Difficile de parler d’un livre salvateur, d’une thérapie quand on lit la quatrième de couverture.

« J’ai voulu y croire, j’ai voulu rêver que le royaume de la littérature m'accueillait comme n’importe lequel de ces orphelins qui y trouvent refuge, mais même à travers l’art, on ne peut pas sortir vainqueur de l’abjection.

La littérature ne m’a pas sauvée. Je ne suis pas sauvée. »

« Je n’ai pas envie d’être sauvée, d’une chose si grave et que des milliers de gens sont en train de vivre actuellement ? Quel sens cela aurait-il ? »

Elle sait que, de toute façon, elle vivra toujours avec ça !

Titre inspiré d’un poème de W. BLAKE The Tiger, réflexion sur le Bien et le Mal, mais aussi de Tigre, Tigre de Margaux FRAGOSSO qui voit dans l’animal son prédateur.

Triste par ce qu’elle fait de lui dans le livre : de prédateur fascinant du début, de présence oppressante dans le texte, il s’amoindrit petit à petit, presque au point de disparaître.

Elle aura passé 20 ans à la rédaction de ce livre, examinant les années passées à subir l’inceste sous tous les angles, pour nous proposer ce texte habité, composé d’interrogations d’analyses et de réflexions sur ce que nous faisons de ce qu’on a fait de nous, en convoquant d’autres auteurs, analysant d’autres œuvres.

Livre enrichi tout au long de sa vie mais qui s’est aussi écrit très vite, qui a été raconté, pensé, maturé, maturité pas seulement dans son existence personnelle mais dans ses lectures, ses rencontres.

Il est composé de différents registres, de différentes formes : des portraits, des témoignages, des contes, des analyses de textes (Lolita de Nabokov), des lettres, des articles de presse et même des pièces du procès.

Neige SINNO a fait un travail de chercheur en quête de vérité, pas une vraie chercheuse car elle a utilisé le tout venant de ses lectures. Elle ne veut pas donner l’impression qu’elle sait tout sur le sujet mais ne parler que d’elle l’aurait enfermée dans son atroce récit.
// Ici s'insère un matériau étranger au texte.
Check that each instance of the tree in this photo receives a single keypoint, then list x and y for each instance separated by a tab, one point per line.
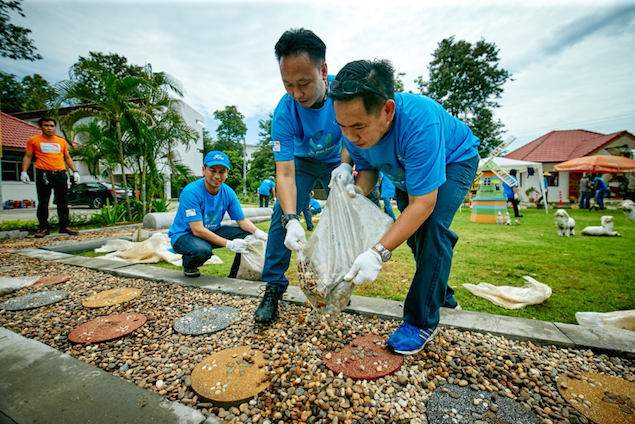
466	80
14	40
Parler des autres a fait d’elle un individu dans un collectif.

C’est un livre qui pense et fait penser

A la fois récit et exploration de tous les questionnements pour comprendre pourquoi c’est arrivé et pourquoi c’est possible.

Témoigner devient une mission, c’est parler pour les autres mais pas à la place des autres. 

Elle n’a pas lissé la forme du fait de la diversité de genres mais aussi par sa volonté de ne pas esthétiser la violence, ce qui, pour elle, serait une horreur supplémentaire.

Elle maîtrise l’écriture tout le temps, ne va que là où elle veut aller, s’autocritique sans arrêt par honnêteté, c’est comme un contrat moral sur la forme et le fond.

Originalité dans la forme et la construction mais aussi des idées quand elle évoque la prison, le statut de victime, la résilience, le consentement, le passage à l’acte…

Elle répète beaucoup dans ses interviews que son but est d’être un bon adulte protecteur ; son livre doit lui servir à elle et aux autres, elle participe à un élan collectif.

Elle avait peur que son livre ne soit lu que comme un sujet sur l’inceste et elle se rend compte qu’il a été reçu comme elle l’avait souhaité :  il sera utile.